Form 8-K

 

 

UNITED STATES

SECURITIES AND EXCHANGE COMMISSION

WASHINGTON, D.C. 20549

 

 

FORM 8-K

 

 

CURRENT REPORT

Pursuant to Section 13 OR 15(d)

of The Securities Exchange Act of 1934

Date of Report (Date of earliest event reported): October 16, 2018

 

 

MarketAxess Holdings Inc.

(Exact name of registrant as specified in its charter)

 

 

 

Delaware   001-34091   52-2230784

(State or other jurisdiction

of incorporation)

 

(Commission

File Number)

 

(IRS Employer

Identification No.)

 

 

299 Park Avenue, 10th Floor

New York, New York 10171

(Address of principal executive offices) (Zip Code)
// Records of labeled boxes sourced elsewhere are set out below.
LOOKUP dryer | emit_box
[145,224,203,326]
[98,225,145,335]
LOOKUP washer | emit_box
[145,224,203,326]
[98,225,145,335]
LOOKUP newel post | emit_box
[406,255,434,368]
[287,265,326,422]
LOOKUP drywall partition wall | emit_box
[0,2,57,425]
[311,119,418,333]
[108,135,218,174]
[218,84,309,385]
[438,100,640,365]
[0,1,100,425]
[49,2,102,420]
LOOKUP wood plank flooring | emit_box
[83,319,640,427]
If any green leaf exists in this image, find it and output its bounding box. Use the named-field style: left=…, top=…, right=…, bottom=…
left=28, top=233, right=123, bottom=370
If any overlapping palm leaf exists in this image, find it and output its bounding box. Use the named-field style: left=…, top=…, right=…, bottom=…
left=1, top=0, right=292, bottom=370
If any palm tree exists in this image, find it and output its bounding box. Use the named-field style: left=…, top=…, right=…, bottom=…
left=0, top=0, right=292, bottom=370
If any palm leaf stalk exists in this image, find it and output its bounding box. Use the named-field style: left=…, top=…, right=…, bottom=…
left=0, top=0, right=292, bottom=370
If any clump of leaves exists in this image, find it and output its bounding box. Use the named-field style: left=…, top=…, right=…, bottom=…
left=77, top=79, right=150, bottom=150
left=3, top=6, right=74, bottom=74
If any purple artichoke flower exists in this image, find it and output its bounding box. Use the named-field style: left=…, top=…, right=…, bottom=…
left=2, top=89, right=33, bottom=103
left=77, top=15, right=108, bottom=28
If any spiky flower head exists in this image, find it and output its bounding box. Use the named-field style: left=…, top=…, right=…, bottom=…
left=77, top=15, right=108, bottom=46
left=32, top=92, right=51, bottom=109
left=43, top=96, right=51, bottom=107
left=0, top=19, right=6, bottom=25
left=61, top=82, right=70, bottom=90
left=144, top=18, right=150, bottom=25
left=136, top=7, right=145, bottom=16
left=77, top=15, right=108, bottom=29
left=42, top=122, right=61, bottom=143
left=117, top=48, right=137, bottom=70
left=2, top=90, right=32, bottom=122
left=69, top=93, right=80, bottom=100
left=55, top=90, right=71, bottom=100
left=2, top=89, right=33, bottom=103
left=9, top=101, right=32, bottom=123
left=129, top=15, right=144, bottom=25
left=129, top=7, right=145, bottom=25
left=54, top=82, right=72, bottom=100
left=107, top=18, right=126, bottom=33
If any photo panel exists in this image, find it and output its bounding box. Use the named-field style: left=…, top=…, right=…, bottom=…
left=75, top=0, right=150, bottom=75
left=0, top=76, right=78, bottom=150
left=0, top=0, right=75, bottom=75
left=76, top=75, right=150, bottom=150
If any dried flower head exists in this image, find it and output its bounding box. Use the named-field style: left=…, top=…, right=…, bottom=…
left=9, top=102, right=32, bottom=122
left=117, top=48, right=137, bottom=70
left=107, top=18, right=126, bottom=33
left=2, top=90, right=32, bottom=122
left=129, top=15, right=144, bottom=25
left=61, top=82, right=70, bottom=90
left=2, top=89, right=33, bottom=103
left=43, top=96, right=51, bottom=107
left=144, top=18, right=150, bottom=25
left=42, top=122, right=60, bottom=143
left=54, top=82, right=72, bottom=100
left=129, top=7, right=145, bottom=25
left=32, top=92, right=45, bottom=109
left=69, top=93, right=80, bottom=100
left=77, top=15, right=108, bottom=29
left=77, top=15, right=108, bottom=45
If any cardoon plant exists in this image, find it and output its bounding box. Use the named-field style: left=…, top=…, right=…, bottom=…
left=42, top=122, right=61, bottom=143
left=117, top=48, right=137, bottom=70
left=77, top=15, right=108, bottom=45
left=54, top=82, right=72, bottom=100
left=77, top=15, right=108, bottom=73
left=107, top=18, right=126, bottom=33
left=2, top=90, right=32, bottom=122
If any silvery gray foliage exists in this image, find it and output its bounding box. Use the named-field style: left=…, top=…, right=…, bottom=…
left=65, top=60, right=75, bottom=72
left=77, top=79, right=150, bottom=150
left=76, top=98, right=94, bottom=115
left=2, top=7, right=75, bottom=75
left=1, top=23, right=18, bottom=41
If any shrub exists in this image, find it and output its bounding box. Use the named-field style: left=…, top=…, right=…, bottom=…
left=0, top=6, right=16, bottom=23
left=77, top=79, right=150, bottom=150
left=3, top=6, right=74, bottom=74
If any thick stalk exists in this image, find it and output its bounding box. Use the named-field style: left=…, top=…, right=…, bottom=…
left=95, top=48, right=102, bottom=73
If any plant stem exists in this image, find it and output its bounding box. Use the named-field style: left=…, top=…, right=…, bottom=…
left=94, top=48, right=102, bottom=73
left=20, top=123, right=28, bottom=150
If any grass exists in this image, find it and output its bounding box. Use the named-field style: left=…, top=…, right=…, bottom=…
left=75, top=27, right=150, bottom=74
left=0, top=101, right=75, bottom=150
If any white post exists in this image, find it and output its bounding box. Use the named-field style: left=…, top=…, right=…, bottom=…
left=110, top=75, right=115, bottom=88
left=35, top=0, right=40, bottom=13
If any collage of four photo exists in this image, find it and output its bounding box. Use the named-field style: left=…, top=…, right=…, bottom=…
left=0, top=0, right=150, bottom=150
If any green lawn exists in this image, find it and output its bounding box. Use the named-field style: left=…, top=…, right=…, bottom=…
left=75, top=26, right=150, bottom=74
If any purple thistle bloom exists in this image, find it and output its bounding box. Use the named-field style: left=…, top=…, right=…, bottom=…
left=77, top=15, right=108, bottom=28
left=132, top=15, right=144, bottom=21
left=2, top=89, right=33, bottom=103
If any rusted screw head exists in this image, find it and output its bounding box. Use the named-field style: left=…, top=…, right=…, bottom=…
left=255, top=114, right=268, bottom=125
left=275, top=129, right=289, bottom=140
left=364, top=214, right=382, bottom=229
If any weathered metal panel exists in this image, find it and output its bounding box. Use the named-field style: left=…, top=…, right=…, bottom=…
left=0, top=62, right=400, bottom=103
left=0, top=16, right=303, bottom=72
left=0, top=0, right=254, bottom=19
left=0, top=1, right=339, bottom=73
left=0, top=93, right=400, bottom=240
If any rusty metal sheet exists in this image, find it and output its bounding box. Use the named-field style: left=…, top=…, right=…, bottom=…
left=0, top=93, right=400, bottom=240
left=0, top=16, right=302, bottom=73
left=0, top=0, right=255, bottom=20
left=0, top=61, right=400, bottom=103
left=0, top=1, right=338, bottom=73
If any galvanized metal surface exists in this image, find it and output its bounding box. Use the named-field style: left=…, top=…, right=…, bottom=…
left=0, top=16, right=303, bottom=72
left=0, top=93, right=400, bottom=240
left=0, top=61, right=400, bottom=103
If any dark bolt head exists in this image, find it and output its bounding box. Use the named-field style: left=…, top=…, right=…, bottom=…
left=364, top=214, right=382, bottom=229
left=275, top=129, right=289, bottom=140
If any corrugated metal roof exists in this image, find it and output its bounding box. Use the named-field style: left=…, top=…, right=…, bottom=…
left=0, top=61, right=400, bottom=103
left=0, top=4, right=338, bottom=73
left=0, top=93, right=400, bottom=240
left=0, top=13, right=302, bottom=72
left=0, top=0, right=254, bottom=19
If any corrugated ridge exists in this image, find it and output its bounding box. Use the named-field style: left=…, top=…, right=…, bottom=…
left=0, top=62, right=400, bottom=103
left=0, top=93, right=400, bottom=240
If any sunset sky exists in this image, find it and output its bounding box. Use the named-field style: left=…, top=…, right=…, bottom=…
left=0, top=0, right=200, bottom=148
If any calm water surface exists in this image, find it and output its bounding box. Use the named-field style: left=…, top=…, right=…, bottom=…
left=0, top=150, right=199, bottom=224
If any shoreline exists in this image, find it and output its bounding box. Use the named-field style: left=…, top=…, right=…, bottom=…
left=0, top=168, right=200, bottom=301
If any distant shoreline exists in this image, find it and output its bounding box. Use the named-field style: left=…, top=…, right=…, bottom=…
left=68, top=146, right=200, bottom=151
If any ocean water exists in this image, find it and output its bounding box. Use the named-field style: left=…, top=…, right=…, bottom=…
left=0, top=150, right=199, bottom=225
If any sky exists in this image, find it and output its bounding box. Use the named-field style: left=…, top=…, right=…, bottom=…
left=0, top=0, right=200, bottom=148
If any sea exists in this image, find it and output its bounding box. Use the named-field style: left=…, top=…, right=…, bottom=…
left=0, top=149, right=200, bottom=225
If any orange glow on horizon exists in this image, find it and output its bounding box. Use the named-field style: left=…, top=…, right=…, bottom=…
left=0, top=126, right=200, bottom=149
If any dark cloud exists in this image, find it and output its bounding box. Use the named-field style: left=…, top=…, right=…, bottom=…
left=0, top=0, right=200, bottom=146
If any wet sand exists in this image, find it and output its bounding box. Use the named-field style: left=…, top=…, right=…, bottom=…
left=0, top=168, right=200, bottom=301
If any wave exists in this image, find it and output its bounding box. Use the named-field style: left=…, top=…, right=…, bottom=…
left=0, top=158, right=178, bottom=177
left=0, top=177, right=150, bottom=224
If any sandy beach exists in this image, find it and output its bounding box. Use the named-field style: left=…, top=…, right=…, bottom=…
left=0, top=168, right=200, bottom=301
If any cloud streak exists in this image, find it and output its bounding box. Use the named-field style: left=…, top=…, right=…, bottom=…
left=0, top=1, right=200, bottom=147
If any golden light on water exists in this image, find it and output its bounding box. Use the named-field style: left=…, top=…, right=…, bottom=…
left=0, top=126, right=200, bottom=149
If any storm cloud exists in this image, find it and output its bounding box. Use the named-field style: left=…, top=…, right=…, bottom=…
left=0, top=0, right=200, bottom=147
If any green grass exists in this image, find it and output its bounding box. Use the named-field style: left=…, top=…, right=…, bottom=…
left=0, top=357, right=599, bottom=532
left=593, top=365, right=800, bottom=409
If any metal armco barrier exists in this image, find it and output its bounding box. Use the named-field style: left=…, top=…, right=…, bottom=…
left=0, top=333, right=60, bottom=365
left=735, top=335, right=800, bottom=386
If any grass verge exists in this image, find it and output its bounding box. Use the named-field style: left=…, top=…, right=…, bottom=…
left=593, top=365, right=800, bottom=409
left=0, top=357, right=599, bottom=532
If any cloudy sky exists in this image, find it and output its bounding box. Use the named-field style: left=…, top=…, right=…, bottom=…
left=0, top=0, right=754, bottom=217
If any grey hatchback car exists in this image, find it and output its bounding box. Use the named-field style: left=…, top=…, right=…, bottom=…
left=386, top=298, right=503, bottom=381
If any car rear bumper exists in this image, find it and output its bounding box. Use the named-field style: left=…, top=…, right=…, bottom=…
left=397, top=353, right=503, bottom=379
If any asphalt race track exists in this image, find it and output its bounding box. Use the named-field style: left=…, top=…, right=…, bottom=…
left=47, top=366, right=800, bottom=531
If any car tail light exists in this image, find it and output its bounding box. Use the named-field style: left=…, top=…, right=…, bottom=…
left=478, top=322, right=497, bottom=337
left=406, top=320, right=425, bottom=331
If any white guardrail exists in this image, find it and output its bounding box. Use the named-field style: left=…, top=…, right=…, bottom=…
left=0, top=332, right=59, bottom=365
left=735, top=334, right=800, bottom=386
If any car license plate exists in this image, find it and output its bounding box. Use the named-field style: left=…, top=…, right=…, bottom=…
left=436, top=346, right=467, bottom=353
Registrant’s telephone number, including area code (212) 813-6000

(Former name or former address, if changed since last report.)

 

 

Check the appropriate box below if the Form 8-K filing is intended to simultaneously satisfy the filing obligation of the registrant under any of the following provisions (see General Instruction A.2. below):

 

Written communications pursuant to Rule 425 under the Securities Act (17 CFR 230.425)

 

Soliciting material pursuant to Rule 14a-12 under the Exchange Act (17 CFR 240.14a-12)

 

Pre-commencement communications pursuant to Rule 14d-2(b) under the Exchange Act (17 CFR 240.14d-2(b))

 

Pre-commencement communications pursuant to Rule 13e-4(c) under the Exchange Act (17 CFR 240.13e-4(c))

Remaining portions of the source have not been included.